I'm executing a query on a table where I get a column with some hundred million rows back, this is because I want to plot them in a histogram. The problem is that this eats up nearly all my memory (7.8 gb) and all my swap memory (8gb) before the program exits with exit code -9 before cur.fetchall() is done.
How can I prevent this from happening? Should I sort my column first, then do several queries on chuncks of it - or is there maybe a better way to fetch the data in my query? The cur.execute itself takes almost no time.
#!/usr/bin/python
import sqlite3 as lite
import numpy as np
import sys
import os
import matplotlib.pyplot as plt
def getQuantity(databasepath):
con = lite.connect(databasepath)
binwidth = 1
start = time.time()
with con:
cur = con.cursor()
cur.execute('SELECT latitude FROM MessageType1')
con.commit()
latitudes = cur.fetchall() #Breakdown here
latitudes = [x[0] for x in latitudes]
plt.hist(latitudes, bins=range(int(min(latitudes)), int(max(latitudes)) + binwidth, binwidth))

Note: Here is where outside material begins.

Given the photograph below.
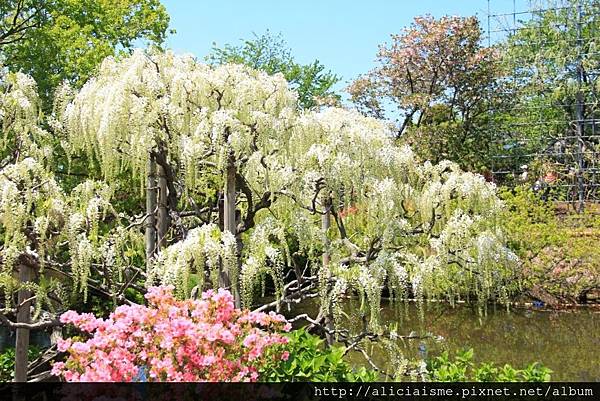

plt.title("Bucket size: " + str(binwidth))
plt.ylabel("Number of message")
plt.savefig('latlongstats'+'t'+str(time.strftime("%H:%M:%S")), format='png')
if __name__ == "__main__":
getQuantity('database/database.db')
I found that if I replaced the following:
latitudes = cur.fetchall()
print "fetched"
latitudes = [x[0] for x in latitudes]
with:
while True:
tmp = cur.fetchone()
if tmp != None:
latitudes.append(tmp[0])
else:
break
I got the same result, allthough it takes forever, and only nearly eats up my ram (but not my swap).